The elder son was William James Farrow, b. 1849, buried in Whepstead on 6 Jul 1869.

I believe there was a White's directory in 1874. He could have been in there too.

Have you found (or looked for) this John Mead in the 1871 census? I see that a Thomas Mead farmed Cage's farm in 1855.

Pat - this has all inspired me to take another look at my Farrow ancestors. I just fired an email off to Jill Orriss hoping for great results only to realise that she had recently passed away. A very sad loss indeed.

Justin

Offline Suffolk Mawther

  • RootsChat Aristocrat
  • ******
  • Posts: 2,886
  • William & Eliza Fulker
    • View Profile
Re: whepstead... Farrow/Seeley
« Reply #16 on: Thursday 20 May 10 16:37 BST (UK) »
Hello again Justin,

Jill's loss has been felt by many Suffolk researchers.  I am hoping to find out what has happened to all the fiche she had purchased from Suffolk Record Office over the years that she so generously shared with us all.
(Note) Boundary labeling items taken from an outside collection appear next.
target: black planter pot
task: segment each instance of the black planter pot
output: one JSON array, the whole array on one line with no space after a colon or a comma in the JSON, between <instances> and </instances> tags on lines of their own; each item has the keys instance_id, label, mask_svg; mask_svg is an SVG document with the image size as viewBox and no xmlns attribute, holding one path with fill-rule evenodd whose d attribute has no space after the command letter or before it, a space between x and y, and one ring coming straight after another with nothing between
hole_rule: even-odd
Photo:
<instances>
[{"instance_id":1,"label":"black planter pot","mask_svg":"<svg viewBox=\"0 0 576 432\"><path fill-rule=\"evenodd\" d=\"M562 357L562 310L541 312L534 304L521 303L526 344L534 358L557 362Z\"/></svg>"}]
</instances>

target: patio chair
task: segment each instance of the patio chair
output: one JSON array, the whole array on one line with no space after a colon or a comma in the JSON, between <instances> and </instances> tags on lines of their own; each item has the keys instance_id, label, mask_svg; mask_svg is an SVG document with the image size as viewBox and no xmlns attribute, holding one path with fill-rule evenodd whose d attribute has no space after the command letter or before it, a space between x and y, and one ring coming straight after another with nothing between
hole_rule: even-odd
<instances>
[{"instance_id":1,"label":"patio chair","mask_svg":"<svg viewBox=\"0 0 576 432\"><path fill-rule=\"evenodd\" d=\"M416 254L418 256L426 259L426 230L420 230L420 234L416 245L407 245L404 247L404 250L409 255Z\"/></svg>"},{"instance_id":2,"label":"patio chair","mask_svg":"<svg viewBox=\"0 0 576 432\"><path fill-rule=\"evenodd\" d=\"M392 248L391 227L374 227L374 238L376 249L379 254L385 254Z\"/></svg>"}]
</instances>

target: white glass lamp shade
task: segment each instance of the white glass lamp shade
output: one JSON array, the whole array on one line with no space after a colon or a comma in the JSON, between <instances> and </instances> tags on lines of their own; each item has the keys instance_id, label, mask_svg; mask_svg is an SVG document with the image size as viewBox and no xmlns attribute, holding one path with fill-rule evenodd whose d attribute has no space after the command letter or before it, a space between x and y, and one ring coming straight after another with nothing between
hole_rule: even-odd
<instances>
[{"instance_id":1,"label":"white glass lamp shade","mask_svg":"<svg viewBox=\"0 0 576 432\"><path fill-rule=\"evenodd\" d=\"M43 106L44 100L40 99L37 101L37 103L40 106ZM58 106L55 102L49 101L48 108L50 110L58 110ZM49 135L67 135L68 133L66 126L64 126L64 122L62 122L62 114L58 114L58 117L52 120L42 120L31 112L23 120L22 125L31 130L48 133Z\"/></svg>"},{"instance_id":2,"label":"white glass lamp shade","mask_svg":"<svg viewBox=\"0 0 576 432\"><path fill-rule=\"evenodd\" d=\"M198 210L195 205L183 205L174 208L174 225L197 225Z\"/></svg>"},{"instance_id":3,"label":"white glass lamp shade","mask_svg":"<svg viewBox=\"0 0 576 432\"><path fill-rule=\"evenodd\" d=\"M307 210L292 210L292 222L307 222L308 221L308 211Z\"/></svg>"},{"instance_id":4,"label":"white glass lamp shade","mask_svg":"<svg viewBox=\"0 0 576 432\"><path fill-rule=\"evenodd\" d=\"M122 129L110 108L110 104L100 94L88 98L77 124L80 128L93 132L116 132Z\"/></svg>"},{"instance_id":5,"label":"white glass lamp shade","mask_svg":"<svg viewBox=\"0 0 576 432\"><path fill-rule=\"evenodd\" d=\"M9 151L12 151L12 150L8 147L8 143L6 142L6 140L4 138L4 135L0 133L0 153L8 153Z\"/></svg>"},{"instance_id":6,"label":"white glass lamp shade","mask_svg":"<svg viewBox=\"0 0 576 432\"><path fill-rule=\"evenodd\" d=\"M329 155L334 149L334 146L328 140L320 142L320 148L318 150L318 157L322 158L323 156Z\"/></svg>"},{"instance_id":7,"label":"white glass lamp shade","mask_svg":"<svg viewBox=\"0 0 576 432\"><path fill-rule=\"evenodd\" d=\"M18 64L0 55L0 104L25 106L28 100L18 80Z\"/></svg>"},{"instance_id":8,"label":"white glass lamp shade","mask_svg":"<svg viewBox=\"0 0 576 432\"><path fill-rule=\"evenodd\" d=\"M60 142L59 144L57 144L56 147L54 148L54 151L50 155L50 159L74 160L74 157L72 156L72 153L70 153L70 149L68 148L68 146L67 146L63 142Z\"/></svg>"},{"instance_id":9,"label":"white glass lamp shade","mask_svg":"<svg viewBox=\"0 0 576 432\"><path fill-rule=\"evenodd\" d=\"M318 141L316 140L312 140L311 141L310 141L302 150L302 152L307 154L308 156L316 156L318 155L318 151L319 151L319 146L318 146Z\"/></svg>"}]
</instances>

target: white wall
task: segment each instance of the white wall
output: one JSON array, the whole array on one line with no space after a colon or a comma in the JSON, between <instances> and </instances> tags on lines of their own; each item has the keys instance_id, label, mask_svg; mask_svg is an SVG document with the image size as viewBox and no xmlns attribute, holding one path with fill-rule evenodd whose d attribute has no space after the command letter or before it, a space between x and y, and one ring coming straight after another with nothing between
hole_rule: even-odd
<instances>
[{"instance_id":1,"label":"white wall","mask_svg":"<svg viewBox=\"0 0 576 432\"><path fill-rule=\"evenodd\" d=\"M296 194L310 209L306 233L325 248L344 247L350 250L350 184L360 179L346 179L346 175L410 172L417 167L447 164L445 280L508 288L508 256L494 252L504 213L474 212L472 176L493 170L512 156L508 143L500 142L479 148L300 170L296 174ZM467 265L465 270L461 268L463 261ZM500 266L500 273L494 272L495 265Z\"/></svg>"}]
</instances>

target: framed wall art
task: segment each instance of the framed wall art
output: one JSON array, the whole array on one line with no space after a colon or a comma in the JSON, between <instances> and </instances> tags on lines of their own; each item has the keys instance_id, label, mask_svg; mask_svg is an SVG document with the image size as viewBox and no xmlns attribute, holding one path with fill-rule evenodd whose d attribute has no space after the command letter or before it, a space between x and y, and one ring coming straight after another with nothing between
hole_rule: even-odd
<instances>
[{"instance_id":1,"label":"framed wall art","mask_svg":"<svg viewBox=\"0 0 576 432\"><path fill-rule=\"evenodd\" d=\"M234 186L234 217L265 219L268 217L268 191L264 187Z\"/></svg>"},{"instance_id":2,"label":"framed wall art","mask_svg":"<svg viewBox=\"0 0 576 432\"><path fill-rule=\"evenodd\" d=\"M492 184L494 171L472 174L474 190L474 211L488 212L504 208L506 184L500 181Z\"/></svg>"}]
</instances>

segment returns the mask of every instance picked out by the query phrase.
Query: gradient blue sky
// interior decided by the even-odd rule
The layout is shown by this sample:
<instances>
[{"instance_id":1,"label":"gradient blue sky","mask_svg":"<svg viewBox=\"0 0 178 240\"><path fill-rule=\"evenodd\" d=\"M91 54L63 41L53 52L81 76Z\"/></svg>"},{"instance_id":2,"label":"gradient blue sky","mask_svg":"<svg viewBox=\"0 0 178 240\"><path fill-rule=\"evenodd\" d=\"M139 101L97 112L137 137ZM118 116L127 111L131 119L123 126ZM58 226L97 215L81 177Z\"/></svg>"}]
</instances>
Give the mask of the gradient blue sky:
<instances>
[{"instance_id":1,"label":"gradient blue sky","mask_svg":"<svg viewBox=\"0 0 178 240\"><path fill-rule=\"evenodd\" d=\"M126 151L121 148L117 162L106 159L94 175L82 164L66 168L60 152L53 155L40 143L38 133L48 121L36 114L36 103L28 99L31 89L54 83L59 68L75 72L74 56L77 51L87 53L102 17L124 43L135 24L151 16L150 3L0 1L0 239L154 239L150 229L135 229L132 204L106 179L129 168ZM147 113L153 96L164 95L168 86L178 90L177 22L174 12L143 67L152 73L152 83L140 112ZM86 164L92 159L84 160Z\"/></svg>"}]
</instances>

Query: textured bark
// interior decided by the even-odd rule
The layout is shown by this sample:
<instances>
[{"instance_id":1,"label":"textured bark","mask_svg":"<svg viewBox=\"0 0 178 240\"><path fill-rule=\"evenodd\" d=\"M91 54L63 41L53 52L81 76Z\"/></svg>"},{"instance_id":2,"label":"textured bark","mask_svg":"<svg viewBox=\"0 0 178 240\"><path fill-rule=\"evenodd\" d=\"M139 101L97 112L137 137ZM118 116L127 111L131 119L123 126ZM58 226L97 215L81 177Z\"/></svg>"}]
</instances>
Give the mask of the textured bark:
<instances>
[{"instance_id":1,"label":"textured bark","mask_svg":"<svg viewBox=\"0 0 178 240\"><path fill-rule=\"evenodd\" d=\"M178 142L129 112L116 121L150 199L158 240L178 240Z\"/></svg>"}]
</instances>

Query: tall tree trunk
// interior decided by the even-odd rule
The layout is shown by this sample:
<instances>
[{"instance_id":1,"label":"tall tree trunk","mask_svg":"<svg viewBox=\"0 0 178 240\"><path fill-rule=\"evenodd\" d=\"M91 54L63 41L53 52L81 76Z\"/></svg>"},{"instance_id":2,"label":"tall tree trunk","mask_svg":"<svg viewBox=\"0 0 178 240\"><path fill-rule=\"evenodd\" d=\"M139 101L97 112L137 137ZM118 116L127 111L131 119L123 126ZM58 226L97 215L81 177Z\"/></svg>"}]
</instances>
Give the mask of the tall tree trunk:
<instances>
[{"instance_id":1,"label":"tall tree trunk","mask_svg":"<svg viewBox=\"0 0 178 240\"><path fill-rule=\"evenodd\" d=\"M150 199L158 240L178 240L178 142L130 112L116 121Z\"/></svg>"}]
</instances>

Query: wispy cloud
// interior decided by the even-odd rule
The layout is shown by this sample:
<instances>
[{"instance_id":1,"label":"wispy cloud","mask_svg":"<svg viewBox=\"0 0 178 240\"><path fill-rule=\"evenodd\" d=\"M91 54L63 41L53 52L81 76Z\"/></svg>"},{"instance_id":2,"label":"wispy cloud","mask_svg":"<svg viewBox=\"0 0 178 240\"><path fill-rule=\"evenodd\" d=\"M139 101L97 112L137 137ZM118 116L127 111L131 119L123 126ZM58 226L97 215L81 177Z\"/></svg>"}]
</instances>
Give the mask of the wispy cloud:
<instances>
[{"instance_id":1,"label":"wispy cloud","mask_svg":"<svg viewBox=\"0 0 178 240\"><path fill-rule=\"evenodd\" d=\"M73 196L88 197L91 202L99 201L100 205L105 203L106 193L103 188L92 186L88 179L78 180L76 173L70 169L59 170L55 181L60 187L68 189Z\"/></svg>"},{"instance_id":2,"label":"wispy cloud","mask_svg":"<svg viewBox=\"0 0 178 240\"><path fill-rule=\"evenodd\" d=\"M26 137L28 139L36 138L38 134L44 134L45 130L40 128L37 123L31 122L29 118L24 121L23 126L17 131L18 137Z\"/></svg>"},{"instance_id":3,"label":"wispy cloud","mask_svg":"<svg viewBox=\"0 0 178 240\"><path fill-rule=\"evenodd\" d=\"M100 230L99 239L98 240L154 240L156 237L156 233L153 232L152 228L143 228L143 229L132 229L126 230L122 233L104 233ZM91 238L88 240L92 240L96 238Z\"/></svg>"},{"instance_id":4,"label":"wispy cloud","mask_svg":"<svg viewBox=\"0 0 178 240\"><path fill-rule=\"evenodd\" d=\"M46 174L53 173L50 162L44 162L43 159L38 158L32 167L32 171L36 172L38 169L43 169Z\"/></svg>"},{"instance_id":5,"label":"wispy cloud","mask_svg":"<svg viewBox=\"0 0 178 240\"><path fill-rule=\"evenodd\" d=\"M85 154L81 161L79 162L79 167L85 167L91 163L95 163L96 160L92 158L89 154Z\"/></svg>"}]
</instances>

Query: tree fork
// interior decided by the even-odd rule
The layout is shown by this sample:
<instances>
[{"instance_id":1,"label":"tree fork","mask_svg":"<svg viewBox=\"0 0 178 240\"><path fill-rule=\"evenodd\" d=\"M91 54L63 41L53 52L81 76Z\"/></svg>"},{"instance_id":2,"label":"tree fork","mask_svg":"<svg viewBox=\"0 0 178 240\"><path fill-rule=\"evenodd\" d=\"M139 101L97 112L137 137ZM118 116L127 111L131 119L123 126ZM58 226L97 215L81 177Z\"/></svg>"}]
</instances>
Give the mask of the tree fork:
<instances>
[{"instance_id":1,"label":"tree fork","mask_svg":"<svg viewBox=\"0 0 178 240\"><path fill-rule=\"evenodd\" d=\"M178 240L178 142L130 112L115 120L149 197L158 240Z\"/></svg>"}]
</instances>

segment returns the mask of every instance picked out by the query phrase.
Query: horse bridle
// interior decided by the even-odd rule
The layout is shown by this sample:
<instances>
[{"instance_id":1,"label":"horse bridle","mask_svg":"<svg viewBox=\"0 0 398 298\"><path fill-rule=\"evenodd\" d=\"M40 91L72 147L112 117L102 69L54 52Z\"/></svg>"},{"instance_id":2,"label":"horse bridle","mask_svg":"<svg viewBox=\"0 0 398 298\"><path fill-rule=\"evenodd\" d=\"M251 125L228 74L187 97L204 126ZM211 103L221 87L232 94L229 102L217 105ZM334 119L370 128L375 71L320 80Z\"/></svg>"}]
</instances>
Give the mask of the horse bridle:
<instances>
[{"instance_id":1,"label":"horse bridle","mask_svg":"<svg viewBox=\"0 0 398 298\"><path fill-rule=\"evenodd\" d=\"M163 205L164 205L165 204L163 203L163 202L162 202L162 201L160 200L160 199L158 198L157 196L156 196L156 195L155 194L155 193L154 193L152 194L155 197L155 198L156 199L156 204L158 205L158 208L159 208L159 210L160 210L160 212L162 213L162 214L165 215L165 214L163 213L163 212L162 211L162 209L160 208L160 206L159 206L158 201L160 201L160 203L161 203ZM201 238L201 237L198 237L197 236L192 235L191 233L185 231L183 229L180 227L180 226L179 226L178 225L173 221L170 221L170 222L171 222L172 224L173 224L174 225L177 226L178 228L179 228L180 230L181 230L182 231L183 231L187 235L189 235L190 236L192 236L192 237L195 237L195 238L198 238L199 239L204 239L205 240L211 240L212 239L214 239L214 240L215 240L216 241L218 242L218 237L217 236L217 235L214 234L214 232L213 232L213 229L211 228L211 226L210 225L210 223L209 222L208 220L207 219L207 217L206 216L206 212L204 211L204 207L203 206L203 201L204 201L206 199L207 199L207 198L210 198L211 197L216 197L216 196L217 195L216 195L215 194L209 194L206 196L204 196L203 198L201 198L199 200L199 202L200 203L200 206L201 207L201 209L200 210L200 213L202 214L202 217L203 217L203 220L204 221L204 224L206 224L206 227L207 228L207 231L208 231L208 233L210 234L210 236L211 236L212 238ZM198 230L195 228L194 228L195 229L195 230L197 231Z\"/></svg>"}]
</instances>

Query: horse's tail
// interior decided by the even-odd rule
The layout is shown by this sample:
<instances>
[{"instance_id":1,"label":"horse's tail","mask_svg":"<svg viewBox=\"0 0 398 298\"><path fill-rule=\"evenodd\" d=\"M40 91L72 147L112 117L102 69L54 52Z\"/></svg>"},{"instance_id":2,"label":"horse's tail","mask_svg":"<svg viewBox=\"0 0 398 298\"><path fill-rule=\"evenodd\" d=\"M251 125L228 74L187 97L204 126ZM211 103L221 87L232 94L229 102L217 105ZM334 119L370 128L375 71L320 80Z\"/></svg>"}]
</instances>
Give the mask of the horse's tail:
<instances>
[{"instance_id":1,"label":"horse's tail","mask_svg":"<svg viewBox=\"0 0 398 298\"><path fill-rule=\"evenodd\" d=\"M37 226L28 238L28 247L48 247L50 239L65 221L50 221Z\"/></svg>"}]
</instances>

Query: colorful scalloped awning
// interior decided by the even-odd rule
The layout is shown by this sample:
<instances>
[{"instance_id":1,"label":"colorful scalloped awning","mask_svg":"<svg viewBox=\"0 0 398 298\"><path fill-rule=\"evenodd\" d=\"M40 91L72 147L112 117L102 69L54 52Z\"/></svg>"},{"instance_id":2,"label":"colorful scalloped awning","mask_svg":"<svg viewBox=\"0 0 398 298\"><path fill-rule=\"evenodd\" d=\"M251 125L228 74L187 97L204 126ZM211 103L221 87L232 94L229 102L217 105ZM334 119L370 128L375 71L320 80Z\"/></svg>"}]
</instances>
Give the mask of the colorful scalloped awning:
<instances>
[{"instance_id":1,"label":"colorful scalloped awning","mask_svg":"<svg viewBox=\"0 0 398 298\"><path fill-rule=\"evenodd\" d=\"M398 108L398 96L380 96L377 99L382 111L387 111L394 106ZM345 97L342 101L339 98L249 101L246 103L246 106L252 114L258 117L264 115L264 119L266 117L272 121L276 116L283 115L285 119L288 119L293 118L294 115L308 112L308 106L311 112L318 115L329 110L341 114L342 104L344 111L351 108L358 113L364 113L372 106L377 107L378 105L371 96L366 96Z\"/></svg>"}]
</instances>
Good news is that the 'new' Suffolk Surnames List should be live before too long and hopefully we shall get the 'Suffolk PR Look Ups Exchange' back to full working order  ;D

Just noticed that in the 1844 White's is listed, under farmers at Whepstead, one Thomas Maid - now as White's is notorious for spelling errors, I wonder if this should read Thomas Mead?

All three branches of the SRO have a good selection of all the Suffolk directories, and I think my photocopied notes on our village came from the 1874 White's at Bury St Edmunds.

Pat ...
Every time I find an ancestor,
I have to find two more!

SUFFOLK - Pendle, Stygall, Pipe, Fruer, Bridges, Fisk, Bellamy, Sparham - all link to  Framlingham 
DERBY - Bridges and Frost (originally Framlingham/Parham)
NOTTINGHAM - Lambert & Selby
BERKSHIRE/then Hammersmith LDN - Fulker
LDN/MDX - Murray, Clancy, Broker, Hoskins, Marsden, Wilson, Sale
 
GGfather Michael Wilson born Cork, lived Fulham London - moved to Boston USA 1889, what happened next?

Offline JustinL

  • RootsChat Aristocrat
  • ******
  • Posts: 2,815
    • View Profile
Re: whepstead... Farrow/Seeley
« Reply #17 on: Thursday 20 May 10 17:57 BST (UK) »
Hello Pat,

Those fiches do represent a fabulous resource. Fingers crossed that they turn up.

I had seen Thomas Maid, but had not put two and two together; you could well be right.

How do you interpret the two vertical lines || between some pairs of names?

Were they also farming the land of the farm above or below?